Question

When $KMn{O_4}$is titrated against ferrous ammonium sulphate in acidic medium then the equivalent mass of $KMn{O_4}$will be:
A. $\dfrac{{Molecular{\text{ mass}}}}{{10}}$
B. $\dfrac{{Molecular{\text{ mass}}}}{5}$
C. $\dfrac{{Molecular{\text{ mass}}}}{3}$
D. $\dfrac{{Molecular{\text{ mass}}}}{2}$

Answer 1

Equivalent mass of a substance (oxidant or reductant) is equal to the molecular mass divided by number of electrons lost or gained by one molecule of the substance in redox reaction.

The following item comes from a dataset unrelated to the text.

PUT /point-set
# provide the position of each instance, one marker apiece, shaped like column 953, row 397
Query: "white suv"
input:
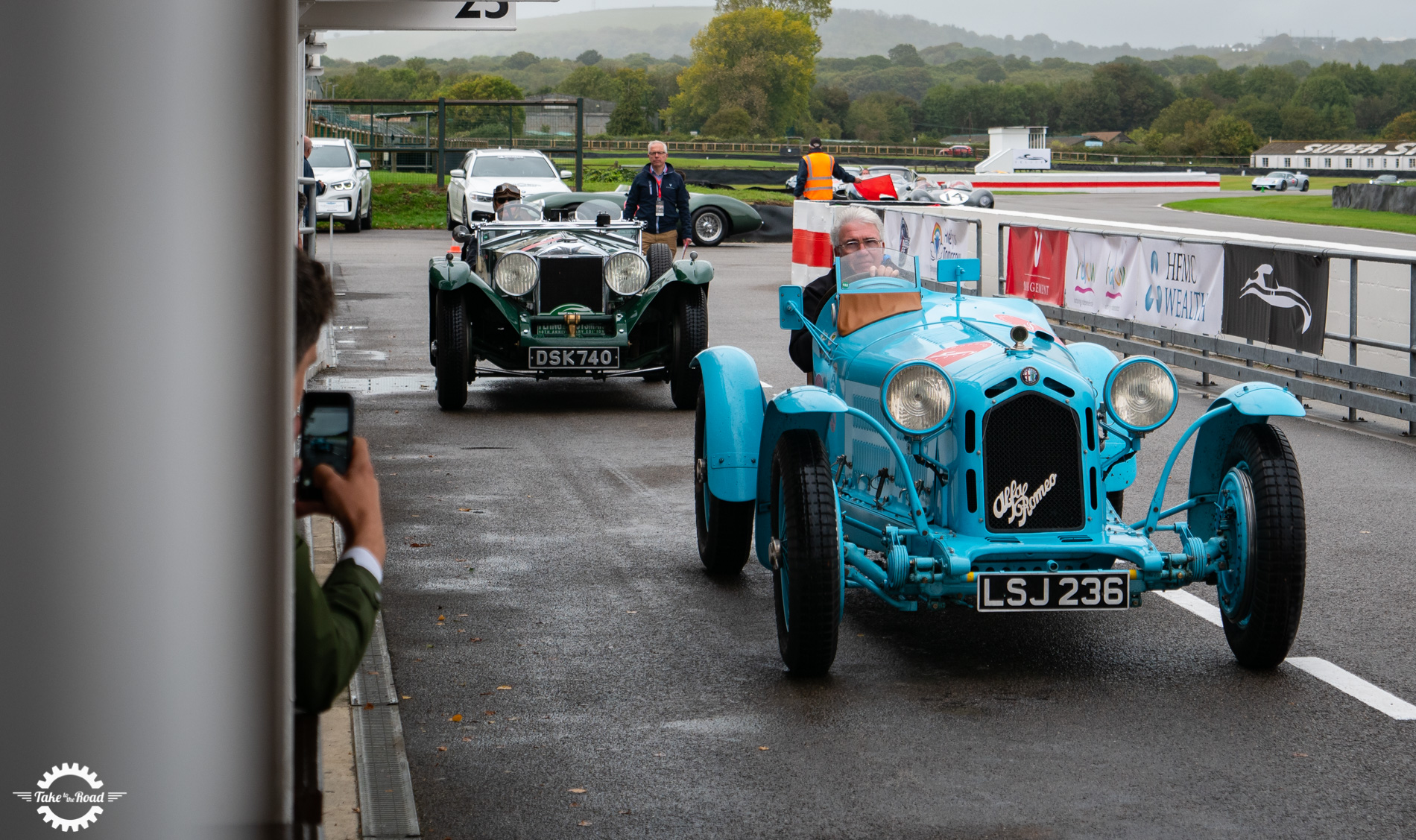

Complete step by step answer:
Potassium permanganate is a strong oxidizing agent in acidic medium. Ferrous ammonium sulphate is a double salt known as Mohr’s salt.
In this titration, potassium permanganate acts as an oxidizing agent and Mohr’s salt acts as a reducing agent. So, the reaction between potassium permanganate and Mohr’s salt is a redox reaction. In this redox reaction, ferrous ions from Mohr’s salt get oxidised. Manganese present in potassium permanganate( pink coloured ) which is in$+ 7$oxidation state gets reduced to colourless $M{n^{ + 2}}$state.
The chemical reaction and the molecular chemical equation is given below:
Reduction half reaction: Potassium permanganate ($KMn{O_4}$) reacts with sulphuric acid and produces nascent oxygen.
$2KMn{O_4} + 3{H_2}S{O_4}\xrightarrow{{}}{K_2}S{O_4} + 2MnS{O_4} + 3{H_2}O + 5\left[ O \right]$
In ionic form the reaction can be written as,
${\text{MnO}}_{\text{4}}^{{\text{2 - }}}$+${\text{8}}{{\text{H}}^{\text{ + }}} + {\text{5}}{{\text{e}}^{\text{ - }}}$ $\to$ ${\text{M}}{{\text{n}}^{{\text{2 + }}}}$+ ${\text{4}}{{\text{H}}_{\text{2}}}{\text{O}}$
Oxidation half reaction is written as,
$F{e^{2 + }} \to F{e^{3 + }} + {e^ - }$
The overall reaction in ionic form can be written as,
$Mn{O_4}^ - + 8{H^ + } + 5F{e^{ + 2}}\xrightarrow{{}}M{n^{ + 2}} + 5F{e^{ + 3}} + 4{H_2}O$
The reaction in normal form with all the compounds oxidised and reduced is written as follows,
$2KMN{O_4} + 10FeS{O_4}{\left( {N{H_4}} \right)_2}S{O_4} \cdot 6{H_2}O \to {K_2}S{O_4} + 2MnS{O_4} + 5F{e_2}{\left( {S{O_4}} \right)_3} + 10{\left( {N{H_4}} \right)_2}S{O_4} + 68{H_2}O$
The above reaction is studied in volumetric analysis called Titration.
The n – factor of $KMn{O_4}$is $5$because it gains $5$ electrons in the reaction.
By using the formula,
Equivalent weight of oxidizing agent $= \dfrac{{Molecular{\text{ mass}}}}{{n - factor}}$
$\therefore$Equivalent weight of $KMn{O_4}\left( {O.A} \right) = \dfrac{{Molecular{\text{ mass}}}}{5}$

Hence, the correct option is (B).

Additional information: This titration is based upon oxidation – reduction titrations. When potassium permanganate solution is titrated against Ferrous ammonium sulphate in the presence of acidic medium then $KMn{O_4}$is oxidised $F{e^{ + 2}}$to $F{e^{ + 3}}$and itself reduces $M{n^{ + 7}}$to $M{n^{ + 2}}$

Note:
Potassium permanganate $\left( {KMn{O_4}} \right)$acts as an oxidizing agent in acidic, alkaline and neutral medium. In the above reaction, acidic medium is necessary in order to prevent precipitation of manganese oxide. $KMn{O_4}$acts as a self-indicator and the above titration is called permanganate titration.